Your local shopping strip is probably full of coffee shops and overpriced homewares. I may be wearing rose-tinted glasses, but I recall a time when shopping strips were full of things we needed.
Not today. And that doesn’t look like changing anytime soon.
There may be a new entrant arriving at your local strip shortly. Something you’ve never seen before. And most likely something you don’t need either.
Recently, I received a mailing from a company in my inbox. A brochure explained that this company was ‘revolutionising’ the marketplace in Australia. Giving anyone the opportunity to become a ‘financial services broker’ via the franchise model.
The idea is simple: Anyone, no matter the background, can buy a franchise. And don’t worry about needing prior experience. The pamphlet states that the company will provide all ‘conduct training’.
The parent company also plans to provide the trading platform and the services — customer service, compliance and market support. The franchisee — that’s you — would then work with the support of a ‘big, international name’ behind it.
Sounds perfect, right?
The longer I thought about it, the more concerned I became.
For starters, why would a supposedly large ‘global financial company’ opt for a franchising model? I can’t think of any brokerage firm that has done this. All the regulation that goes into setting up a financial firm — and keeping it compliant — is a nightmare.
One of the problems with brokerage firms is that they make money regardless of whether the client does. Traditional brokerage firms have little interest in ‘sharing’ the profits with anyone. It’s almost as if the plan behind this model was a way to distribute costs onto franchisees.
Of more concern, however, is that brokerage firms offer incredibly risky derivative products. These aren’t something any novice should be using. Often an incredible amount of leverage is available. One wrong decision and you can quickly blow up the cash in your account faster than you can blink. And if you didn’t read the fine-print, you may find yourself on the hook for a lot more too.
Now let me be clear: I often use derivatives in my trading. They are very useful tools.
However, having used them for the better part of 11 years, when things go wrong, they really go wrong. They aren’t for market first-timers.
Questionable company actions aside, though, there is potentially an incredible upside to this.
This is a sign the Aussie market is about to undergo a major rally
We’ve got low interest rates in Australia. And I reckon rates are going lower later this year too. Which means any cash sitting in the bank will continue to earn very little interest. Leaving investors searching for the increasingly-elusive yield elsewhere.
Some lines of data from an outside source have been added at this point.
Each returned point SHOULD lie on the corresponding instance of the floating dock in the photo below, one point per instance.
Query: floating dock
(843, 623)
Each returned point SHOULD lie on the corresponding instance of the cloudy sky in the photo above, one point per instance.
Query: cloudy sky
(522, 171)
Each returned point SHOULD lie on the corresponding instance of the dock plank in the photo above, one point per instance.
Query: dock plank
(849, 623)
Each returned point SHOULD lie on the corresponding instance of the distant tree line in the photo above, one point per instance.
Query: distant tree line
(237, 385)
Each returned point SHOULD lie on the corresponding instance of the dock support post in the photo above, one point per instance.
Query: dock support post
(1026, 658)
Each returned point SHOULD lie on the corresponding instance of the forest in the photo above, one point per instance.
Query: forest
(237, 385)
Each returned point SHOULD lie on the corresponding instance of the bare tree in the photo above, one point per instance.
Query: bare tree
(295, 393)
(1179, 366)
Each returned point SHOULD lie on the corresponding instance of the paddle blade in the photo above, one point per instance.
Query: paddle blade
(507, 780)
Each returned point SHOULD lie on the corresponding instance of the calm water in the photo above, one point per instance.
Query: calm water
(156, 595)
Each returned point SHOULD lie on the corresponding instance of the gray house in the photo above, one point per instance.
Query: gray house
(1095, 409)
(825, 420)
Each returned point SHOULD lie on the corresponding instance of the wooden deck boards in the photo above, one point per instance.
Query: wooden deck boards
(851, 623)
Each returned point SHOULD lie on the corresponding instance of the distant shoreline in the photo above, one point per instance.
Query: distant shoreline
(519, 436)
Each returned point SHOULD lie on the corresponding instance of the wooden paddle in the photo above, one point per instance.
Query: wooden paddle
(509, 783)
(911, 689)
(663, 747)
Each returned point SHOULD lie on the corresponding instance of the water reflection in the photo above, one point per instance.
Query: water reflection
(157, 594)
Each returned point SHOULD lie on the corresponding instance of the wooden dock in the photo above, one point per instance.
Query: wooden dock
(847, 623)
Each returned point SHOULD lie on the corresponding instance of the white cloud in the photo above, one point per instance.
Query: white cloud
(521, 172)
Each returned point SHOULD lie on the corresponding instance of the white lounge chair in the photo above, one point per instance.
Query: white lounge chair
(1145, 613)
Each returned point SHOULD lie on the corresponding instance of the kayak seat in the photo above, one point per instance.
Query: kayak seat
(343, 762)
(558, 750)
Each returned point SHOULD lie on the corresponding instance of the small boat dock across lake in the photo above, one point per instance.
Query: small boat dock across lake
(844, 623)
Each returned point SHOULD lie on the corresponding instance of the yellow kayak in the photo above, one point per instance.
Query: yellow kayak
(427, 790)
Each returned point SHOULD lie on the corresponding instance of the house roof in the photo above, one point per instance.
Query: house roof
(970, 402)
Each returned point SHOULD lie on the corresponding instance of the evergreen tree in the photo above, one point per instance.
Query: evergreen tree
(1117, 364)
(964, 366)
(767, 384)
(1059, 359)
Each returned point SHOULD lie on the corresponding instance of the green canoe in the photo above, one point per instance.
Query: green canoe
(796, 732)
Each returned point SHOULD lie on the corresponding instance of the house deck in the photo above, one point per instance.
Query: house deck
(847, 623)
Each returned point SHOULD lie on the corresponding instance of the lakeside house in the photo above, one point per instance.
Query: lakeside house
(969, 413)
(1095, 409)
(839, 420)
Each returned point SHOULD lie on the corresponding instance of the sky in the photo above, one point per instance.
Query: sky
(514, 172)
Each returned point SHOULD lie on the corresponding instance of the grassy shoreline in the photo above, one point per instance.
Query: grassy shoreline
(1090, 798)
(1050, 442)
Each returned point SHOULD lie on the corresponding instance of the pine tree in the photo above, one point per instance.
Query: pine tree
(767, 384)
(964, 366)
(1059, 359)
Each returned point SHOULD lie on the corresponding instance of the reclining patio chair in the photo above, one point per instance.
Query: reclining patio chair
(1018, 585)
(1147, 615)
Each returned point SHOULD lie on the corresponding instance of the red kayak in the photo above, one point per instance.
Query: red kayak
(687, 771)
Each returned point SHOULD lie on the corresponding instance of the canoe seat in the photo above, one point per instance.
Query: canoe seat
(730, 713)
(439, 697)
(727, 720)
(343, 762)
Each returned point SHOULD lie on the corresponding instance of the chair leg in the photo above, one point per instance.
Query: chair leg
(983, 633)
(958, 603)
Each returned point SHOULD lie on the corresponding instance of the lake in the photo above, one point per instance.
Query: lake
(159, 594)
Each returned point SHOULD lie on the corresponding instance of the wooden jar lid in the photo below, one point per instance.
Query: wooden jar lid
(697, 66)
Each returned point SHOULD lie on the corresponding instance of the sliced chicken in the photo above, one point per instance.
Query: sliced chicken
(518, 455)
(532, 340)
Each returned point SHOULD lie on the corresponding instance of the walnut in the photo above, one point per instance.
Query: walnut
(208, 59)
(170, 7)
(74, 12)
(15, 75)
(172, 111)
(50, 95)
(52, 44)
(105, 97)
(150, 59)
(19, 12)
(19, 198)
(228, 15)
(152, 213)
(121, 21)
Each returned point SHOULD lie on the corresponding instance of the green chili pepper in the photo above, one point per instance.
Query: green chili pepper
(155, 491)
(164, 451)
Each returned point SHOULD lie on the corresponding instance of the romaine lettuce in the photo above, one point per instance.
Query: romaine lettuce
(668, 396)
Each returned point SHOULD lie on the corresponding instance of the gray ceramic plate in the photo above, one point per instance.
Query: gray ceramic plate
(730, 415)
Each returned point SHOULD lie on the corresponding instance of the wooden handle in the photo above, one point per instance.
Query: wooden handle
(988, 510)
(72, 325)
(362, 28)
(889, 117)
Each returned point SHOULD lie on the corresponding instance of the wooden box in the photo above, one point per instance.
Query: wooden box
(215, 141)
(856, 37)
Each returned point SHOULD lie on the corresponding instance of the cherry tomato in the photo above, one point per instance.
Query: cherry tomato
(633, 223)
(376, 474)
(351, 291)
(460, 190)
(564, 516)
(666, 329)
Why do I think rates are going lower?
Official Australian Bureau of Statistics data suggests unemployment is at 5.8%, with underemployment at 8.5%. Underemployment is where people have a job but want to work more hours.
In my view, however, Roy Morgan provides more accurate figures on unemployment than the ABS. They have unemployment at 9.8% and underemployment at 9.6%.
Meanwhile, annual wage growth is incredibly sluggish, sitting at 2%. Sure, the consumer price index (CPI) says inflation is low at 1.9%. But things like energy, housing costs, health insurance, and education costs are rising faster than wages.
House prices have risen so far that many people are being pushed to outer suburbs just to buy a house, raising their day-to-day costs to travel to work and school.
Basically, people are looking for ways to make a buck. For a long time, that’s involved taking out massive loans to buy investment properties. However, recent restrictions from the Australian Prudential Regulation Authority (APRA) have slowed the growth of investment loans.
Building wealth has become increasingly more difficult in the last few years.
Wages aren’t growing, and the number of hours people are working is less. And costs — on paper — are rising. Given these factors, I reckon we are about to see a lot more people pile into the Aussie stock market as a way to generate income and potentially grow their wealth.
The problem is that brokerage firms are preparing to ride this boom too. Taking some very unsuspecting customers along on a possibly disastrous ride. You’ve been warned.